Corrientes va a las urnas en medio de sospechas sobre el recuento provisorio

La “falta de controles compromete la confianza en el proceso electoral”, manifestó con preocupación Martín "Tincho" Ascúa, el candidato del peronismo.

Desfasada del calendario nacional, este domingo Corrientes define a su próximo gobernador. Sin posibilidad de reelegir, Gustavo Valdés nominó a su hermano, actual intendente de Ituzaingó, como candidato para sucederlo. La elección transcurrirá en un clima enrarecido por una denuncia de la oposición que cuestiona la transparencia del recuento provisorio de votos. Martín Ascúa, candidato del PJ con chances de entrar al ballotage, expresó “una profunda preocupación por las debilidades en el sistema de recuento provisorio” que, según afirmó, “no permite verificar la trazabilidad ni controlar la carga de datos”. En esa línea, se presentó un planteo ante la Junta Electoral y una demanda en la Justicia para habilitar la presencia de técnicos informáticos durante el conteo que fue desestimada. La “falta de controles compromete la confianza en el proceso electoral”, aseguró el candidato del peronismo.

En clave nacional, la Libertad Avanza pone a prueba la estrategia de Karina Milei de candidatos “puros”, en medio del escándalo por coimas en la Andis.

LOS HERMANOS VALDES Y EL RESTO

En un fin de semana marcado por el calor del Litoral, Corrientes va a las urnas. El calendario arrastra la huella de dos intervenciones federales y de una larga inestabilidad política. Los resultados se leerán en clave local, pero también servirán para proyectar tendencias a nivel nacional. Los hermanos Valdés buscan retener la provincia y reposicionar al gobernador saliente. En las últimas horas, Gustavo Valdés —el hombre que colaboró con el gobierno pero no logró cerrar una alianza con La Libertad Avanza por la intransigencia de Karina Milei y los Menem— confirmó su adhesión al nuevo espacio de los gobernadores de Córdoba, Chubut, Santa Cruz, Jujuy y Santa Fe: “Provincias Unidas”. En la práctica, ese frente comenzará a actuar como bloque parlamentario opositor a partir del 10 de diciembre y buscará ser una alternativa a Milei en 2027.

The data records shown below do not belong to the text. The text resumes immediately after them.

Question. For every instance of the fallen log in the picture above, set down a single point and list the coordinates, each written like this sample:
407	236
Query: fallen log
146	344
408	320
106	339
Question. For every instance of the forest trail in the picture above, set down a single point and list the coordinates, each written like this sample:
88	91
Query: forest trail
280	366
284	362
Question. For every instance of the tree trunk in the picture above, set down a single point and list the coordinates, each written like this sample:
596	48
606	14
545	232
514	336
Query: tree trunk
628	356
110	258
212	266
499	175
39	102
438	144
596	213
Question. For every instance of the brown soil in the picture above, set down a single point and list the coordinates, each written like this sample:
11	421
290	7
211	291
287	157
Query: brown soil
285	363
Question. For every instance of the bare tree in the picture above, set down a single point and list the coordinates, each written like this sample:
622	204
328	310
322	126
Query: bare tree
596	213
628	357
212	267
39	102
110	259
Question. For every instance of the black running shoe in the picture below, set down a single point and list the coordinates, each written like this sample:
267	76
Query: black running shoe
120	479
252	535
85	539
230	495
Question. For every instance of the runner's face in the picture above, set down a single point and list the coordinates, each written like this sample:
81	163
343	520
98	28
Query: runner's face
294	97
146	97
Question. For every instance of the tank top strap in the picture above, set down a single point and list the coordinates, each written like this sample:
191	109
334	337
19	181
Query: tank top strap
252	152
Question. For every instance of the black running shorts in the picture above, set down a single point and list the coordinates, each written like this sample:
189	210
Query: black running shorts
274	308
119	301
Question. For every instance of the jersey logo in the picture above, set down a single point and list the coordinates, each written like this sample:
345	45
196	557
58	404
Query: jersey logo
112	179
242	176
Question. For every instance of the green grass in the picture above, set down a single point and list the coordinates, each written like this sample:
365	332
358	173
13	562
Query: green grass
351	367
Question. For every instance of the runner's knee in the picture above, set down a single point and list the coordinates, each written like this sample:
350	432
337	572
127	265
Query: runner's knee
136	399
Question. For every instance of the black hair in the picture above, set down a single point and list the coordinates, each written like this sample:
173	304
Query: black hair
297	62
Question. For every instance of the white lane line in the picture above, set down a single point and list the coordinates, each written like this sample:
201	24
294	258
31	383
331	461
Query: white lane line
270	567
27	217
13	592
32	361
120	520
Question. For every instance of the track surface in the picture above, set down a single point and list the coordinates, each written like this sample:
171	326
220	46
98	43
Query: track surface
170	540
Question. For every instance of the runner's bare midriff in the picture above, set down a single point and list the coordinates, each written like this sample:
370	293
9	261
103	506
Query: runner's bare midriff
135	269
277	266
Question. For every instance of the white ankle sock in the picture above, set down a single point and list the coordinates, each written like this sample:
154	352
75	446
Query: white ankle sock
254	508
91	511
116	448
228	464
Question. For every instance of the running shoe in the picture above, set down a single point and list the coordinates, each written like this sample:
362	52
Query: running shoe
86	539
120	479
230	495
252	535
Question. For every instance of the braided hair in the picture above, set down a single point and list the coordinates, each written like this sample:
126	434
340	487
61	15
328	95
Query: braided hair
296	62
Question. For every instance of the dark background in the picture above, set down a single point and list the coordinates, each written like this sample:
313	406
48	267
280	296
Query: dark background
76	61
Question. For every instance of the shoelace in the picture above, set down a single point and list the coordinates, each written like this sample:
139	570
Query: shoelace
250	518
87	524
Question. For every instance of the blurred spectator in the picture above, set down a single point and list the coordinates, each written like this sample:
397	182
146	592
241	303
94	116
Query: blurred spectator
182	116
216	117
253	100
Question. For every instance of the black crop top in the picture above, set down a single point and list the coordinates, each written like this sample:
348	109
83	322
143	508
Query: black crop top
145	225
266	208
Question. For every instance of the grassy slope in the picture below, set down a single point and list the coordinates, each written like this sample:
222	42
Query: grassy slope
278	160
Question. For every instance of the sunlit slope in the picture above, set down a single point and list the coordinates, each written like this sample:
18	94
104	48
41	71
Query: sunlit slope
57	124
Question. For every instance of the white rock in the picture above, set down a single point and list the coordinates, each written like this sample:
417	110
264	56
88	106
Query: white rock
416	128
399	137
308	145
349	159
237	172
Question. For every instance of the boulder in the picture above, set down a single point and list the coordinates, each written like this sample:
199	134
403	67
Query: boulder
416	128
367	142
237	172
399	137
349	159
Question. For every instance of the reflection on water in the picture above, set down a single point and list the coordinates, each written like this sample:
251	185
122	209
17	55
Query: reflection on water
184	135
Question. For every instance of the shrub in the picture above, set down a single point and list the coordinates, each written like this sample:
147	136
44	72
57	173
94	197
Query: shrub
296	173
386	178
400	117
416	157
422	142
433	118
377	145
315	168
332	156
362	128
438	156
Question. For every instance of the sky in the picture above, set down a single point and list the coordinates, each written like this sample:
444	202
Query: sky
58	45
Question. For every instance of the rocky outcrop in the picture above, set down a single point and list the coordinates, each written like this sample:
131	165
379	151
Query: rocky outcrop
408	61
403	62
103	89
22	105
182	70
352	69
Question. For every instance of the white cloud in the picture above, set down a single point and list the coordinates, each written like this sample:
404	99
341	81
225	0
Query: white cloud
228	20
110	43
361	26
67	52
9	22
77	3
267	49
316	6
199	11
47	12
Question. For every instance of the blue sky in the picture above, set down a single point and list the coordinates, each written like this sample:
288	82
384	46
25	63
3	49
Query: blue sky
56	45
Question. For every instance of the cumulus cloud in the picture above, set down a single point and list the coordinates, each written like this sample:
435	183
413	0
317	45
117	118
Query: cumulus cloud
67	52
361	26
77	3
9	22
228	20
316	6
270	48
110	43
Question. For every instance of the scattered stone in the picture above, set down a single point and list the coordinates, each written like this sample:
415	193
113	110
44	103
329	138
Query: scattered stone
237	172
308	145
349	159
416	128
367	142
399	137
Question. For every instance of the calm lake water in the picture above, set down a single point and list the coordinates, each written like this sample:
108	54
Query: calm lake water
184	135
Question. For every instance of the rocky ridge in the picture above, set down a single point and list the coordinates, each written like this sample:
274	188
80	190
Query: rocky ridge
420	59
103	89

Con su estrategia de candidatos “puros” diseñada por Karina Milei y los primos Menem el gobierno sumará nuevas complicaciones en el Congreso donde no le sobran apoyos.

El sprint final de la campaña no fue lo que los libertarios esperaban. El candidato Lisandro Almirón tuvo que huir de su propia caravana de cierre por las protestas que generó la presencia de Karina Milei y Martín Menem en la provincia. No fue el único dolor de cabeza: ese mismo día fue escrachado en un local de comidas rápidas por votar en contra de la Emergencia en discapacidad en la Cámara de Diputados, las imágenes se viralizaron en las redes sociales. Carlos “Teke” Romero, también candidato autopercibido libertario divide aún más la oferta de ultraderecha.

El peronismo apuesta a meterse en la segunda vuelta como primer paso para recuperar la gobernación después de cincuenta años. Martín Ascúa —intendente de Paso de los Libres, ciudad fronteriza — busca proyectar desde allí aires de renovación. Su candidatura se nacionalizó por el respaldo de Cristina Fernández de Kirchner, que impulsó la normalización del partido y habilitó internas por primera vez en veinte años. El 7 de junio, CFK viajó a Paso de los Libres para acompañarlo, horas antes de su detención.

En el centro de Campaña de Ascúa hay optimismo. Creen que si logra entrar al ballotage ganará el sentimiento de cambio tras 25 años de gobiernos radicales. Sería un batacazo clave para el peronismo a una semana de la elección bonaerense.

Ascúa no está solo, pelea palmo a palmo el segundo lugar con el ex gobernador Ricardo Colombi que intentará volver al poder, aunque esta vez sin el aparato de la UCR. Completan la oferta los abogados Adriana Vega y Andrés Barboza por el Partido de la Esperanza y Sonia Beatriz López presidenta del Partido Comunista local.